Nach der gut zweijährigen Laufzeit der psychosozialen Prozessbegleitung ist es notwendig, die Bekanntheit und Akzeptanz dieses wertvollen Instruments weiter zu steigern und um weitere Angebote und Maßnahmen zu ergänzen. Zu prüfen ist auch, ob durch eine Anpassung des Begriffs „Psychosoziale Prozessbegleitung“ Hemmnisse oder Fehlvorstellungen reduziert werden können, die der derzeitige Begriff zum Teil auslöst. Beispielsweise kann eine Begleitung auch bereits im Ermittlungsverfahren erfolgen. Dieser Umfang ergibt sich für den Betroffenen jedoch nicht aus der vorhandenen Begrifflichkeit.
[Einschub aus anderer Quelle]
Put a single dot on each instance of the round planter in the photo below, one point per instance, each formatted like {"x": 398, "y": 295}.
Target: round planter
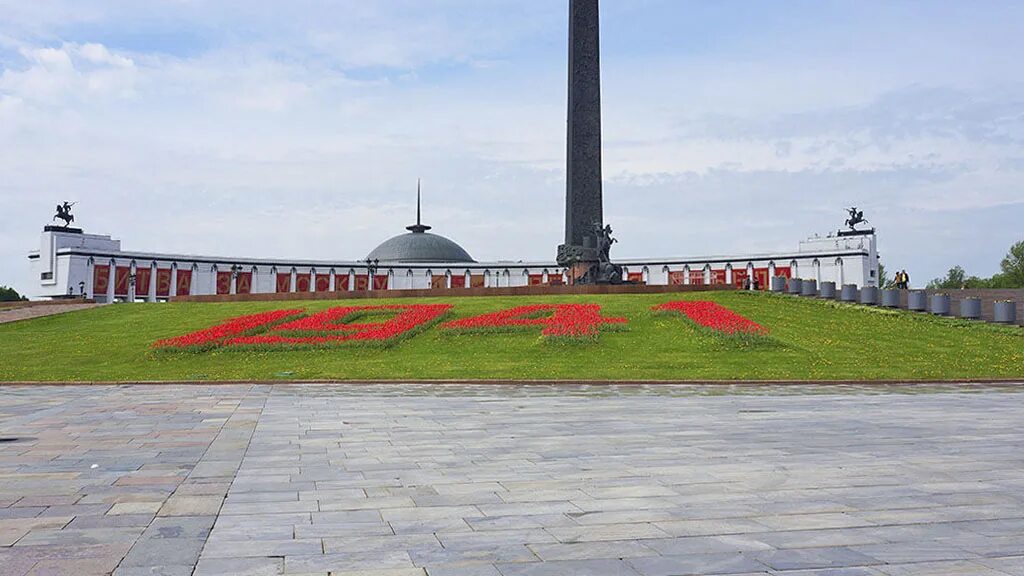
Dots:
{"x": 971, "y": 309}
{"x": 916, "y": 300}
{"x": 869, "y": 295}
{"x": 940, "y": 304}
{"x": 849, "y": 293}
{"x": 890, "y": 298}
{"x": 1005, "y": 313}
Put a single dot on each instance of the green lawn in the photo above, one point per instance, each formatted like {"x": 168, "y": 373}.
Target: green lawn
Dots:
{"x": 810, "y": 340}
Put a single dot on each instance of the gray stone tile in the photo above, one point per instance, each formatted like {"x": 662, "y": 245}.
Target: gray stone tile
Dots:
{"x": 532, "y": 480}
{"x": 696, "y": 564}
{"x": 568, "y": 568}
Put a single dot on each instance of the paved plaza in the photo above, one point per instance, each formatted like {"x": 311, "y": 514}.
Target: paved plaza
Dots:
{"x": 511, "y": 481}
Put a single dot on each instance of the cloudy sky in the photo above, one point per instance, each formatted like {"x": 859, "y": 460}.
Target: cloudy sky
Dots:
{"x": 299, "y": 129}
Die Unterstützung und Stärkung von Opfern ist ein zentraler Bestandteil der Landespolitik. Menschen, die Schlimmes erleben mussten, müssen die Chance erhalten, das Erlebte bestmöglich zu verarbeiten. Die psychosoziale Prozessbegleitung kann diese Verarbeitung unterstützen und Verletzten in der für sie oftmals belastenden Situation des Strafverfahrens Orientierung und Sicherheit bieten. Daher gilt es, dieses wichtige Instrument im Sinne der Betroffenen bestmöglich anzupassen und praktisch auszugestalten.

II.  Beschlussfassung

Der Landtag stellt fest:
1.     Das Instrument der Psychosozialen Prozessbegleitung ist ein wichtiges Instrument zur Stärkung von Verletzten im Strafprozess.
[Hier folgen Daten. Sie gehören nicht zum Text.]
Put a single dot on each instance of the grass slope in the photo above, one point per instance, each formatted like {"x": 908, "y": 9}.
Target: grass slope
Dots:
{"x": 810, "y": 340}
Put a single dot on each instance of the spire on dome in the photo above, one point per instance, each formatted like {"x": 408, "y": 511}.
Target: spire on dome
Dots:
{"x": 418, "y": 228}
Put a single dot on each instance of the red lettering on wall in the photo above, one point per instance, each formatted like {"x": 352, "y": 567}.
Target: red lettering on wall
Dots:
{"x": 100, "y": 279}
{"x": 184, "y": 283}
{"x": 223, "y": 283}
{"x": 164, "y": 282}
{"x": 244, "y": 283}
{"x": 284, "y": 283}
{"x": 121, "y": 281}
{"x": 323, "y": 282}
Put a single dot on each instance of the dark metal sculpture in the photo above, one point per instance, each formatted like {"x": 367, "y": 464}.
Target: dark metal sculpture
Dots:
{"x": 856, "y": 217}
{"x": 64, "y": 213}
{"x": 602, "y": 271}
2.     Psychosoziale Prozessbegleitung bietet Verletzten die Chance, die strafprozessuale Aufarbeitung des Geschehens zu verstehen sowie nachzuvollziehen und kann so erheblich zur Verarbeitung der Straftat und zur Akzeptanz des Strafverfahrens beitragen.
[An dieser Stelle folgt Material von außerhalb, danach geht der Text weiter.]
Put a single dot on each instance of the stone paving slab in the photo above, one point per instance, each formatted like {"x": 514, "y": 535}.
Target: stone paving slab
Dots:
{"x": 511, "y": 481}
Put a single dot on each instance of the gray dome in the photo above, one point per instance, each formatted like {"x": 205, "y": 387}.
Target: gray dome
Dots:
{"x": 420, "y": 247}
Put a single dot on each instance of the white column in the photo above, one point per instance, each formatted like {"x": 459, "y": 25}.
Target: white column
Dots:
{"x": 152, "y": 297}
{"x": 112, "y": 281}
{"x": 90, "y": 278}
3.     Die Bekanntheit und Inanspruchnahme psychosozialer Prozessbegleitung muss gefördert werden.
Der Landtag beauftragt die Landesregierung,
–        Informationsangebote     zur     psychosozialen     Prozessbegleitung                                 in       einfacher, niederschwelliger Sprache und in verschiedenen Sprachen bereitzustellen,
–        mit  Hilfe  einer  öffentlichkeitswirksamen Kampagne erneut      auf das Instrument der psychosozialen Prozessbegleitung aufmerksam zu machen,
–        sowie     zugleich     für     eine     weitere     Sensibilisierung     und     Vernetzung der Verfahrensbeteiligten, insbesondere in den Geschäftsbereichen der Justiz, zu sorgen,
–        ein standardmäßiges Verfahren zu entwickeln, mit dem die Opfer im Strafverfahren noch einmal gesondert und auch zeitlich abgesetzt Informationen zur psychosozialen Prozessbegleitung erhalten,
–        ein Formular für die Beantragung einer Beiordnung psychosozialer Prozessbegleitung für Verletzte bereitzustellen,
–        auf eine beschleunigte Bearbeitung von Beiordnungsanträgen für psychosoziale Prozessbegleitung an Gerichten hinzuwirken,
–        auf Bundesebene darauf hinzuwirken, dass das Antragserfordernis zur Beiordnung einer psychosozialen Prozessbegleitung für minderjährige Verletzte einer Straftat entfällt,
–        auf Bundesebene darauf hinzuwirken, dass die beiordnungsfähigen Deliktsgruppen, insbesondere auf Betroffene von häuslicher Gewalt, um §§ 223 I, 224 StGB erweitert werden sowie darauf hinzuwirken, dass ein Beiordnungsanspruch für erwachsene Opfer von Sexualdelikten unabhängig vom Kriterium der besonderen Schutzbedürftigkeit in die Strafprozessordnung aufgenommen wird,
–        und auf Bundesebene auf eine Anpassung bzw. Umbenennung hinzuwirken, die verdeutlicht, dass das Instrument der psychosozialen Prozessbegleitung bereits ab dem Ermittlungsverfahren in Anspruch genommen werden kann.